MADENE Mİ İNSİNLER YANİ?
Dün internette bir pırlanta firmasının Ankara billboard’larında çekilmiş ilanları dolaşıyordu.
Genç bir kadın, kafasında sarı madenci bareti... “Kadınlara pırlantalarını verin!” yazıyor altında: “Maden kazıp kendileri mi çıkarsınlar?”
Kuşkusuz yeni bir reklam değil... Ama madencilik gibi tehlikeli, insanların üç kuruş için canını ortaya koyduğu, gün yüzü görmeden yaşamla ölüm arasında ömür çürüttüğü bir mesleği pırlanta reklamına, hem de böyle küçümseyerek malzeme edilmemesi gerektiğini düşünmek için Soma faciasına gerek var mı?
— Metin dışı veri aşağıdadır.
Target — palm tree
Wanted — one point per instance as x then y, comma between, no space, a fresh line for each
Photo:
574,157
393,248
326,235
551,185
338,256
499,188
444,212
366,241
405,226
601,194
“Biz zenginler pırlantamızı isteriz, kendimiz kazacak değiliz ya, çabuk getirin onu bize...” demek olacak iş mi?
Ama baktım, firmanın bir başka reklamında da asi bir genç kadın görüyoruz. Bu sefer “Sokaklara dökülüp eylem mi yapsınlar?” diye soruyor...
Öyle ya, bizim ülkemizde neden sokağa dökülür ki kadınlar? Kayıp çocuklarını aramak için, öldürülen oğullarının katilleri bulunsun diye, ya da kendi bedenleri üzerinde hak sahibi olmak için eylem yapacak değiller ya...
En doğal hakları olan pırlantalarını istiyorlar...
MUTLULUK YASAK!
Dünün en acıklı haberlerinden biri, altı İranlı gencin Pharrell Williams’ın ‘Happy’ şarkısına kendi aralarında klip çektikten sonra başlarına gelenlerdi.
O kadar şekerler ki, insanın içi açılıyor izlerken. Üç kız, üç erkek, renkli renkli giyinmişler, saç baş açık tabii, kendi kendilerine dans edip eğleniyorlar.
Hayat dolular, cıvıl cıvıllar. Evet, ‘kızlı erkekli’ler ama klibin ‘erotik’ filan algılanacak hiçbir tarafı yok bu arada, tamamen hoplayıp zıplayan genç insanlar var.
Ve kliplerini youtube’a yükler yüklemez olmuş olanlar. İran polisi bulmuş hepsini tek tek, hem tutuklamış, hem de devlet te-levizyonuna çıkıp nedamet getirmelerini istemiş. Nasıl korktularsa, “Kandırıldık” demiş çocuklar.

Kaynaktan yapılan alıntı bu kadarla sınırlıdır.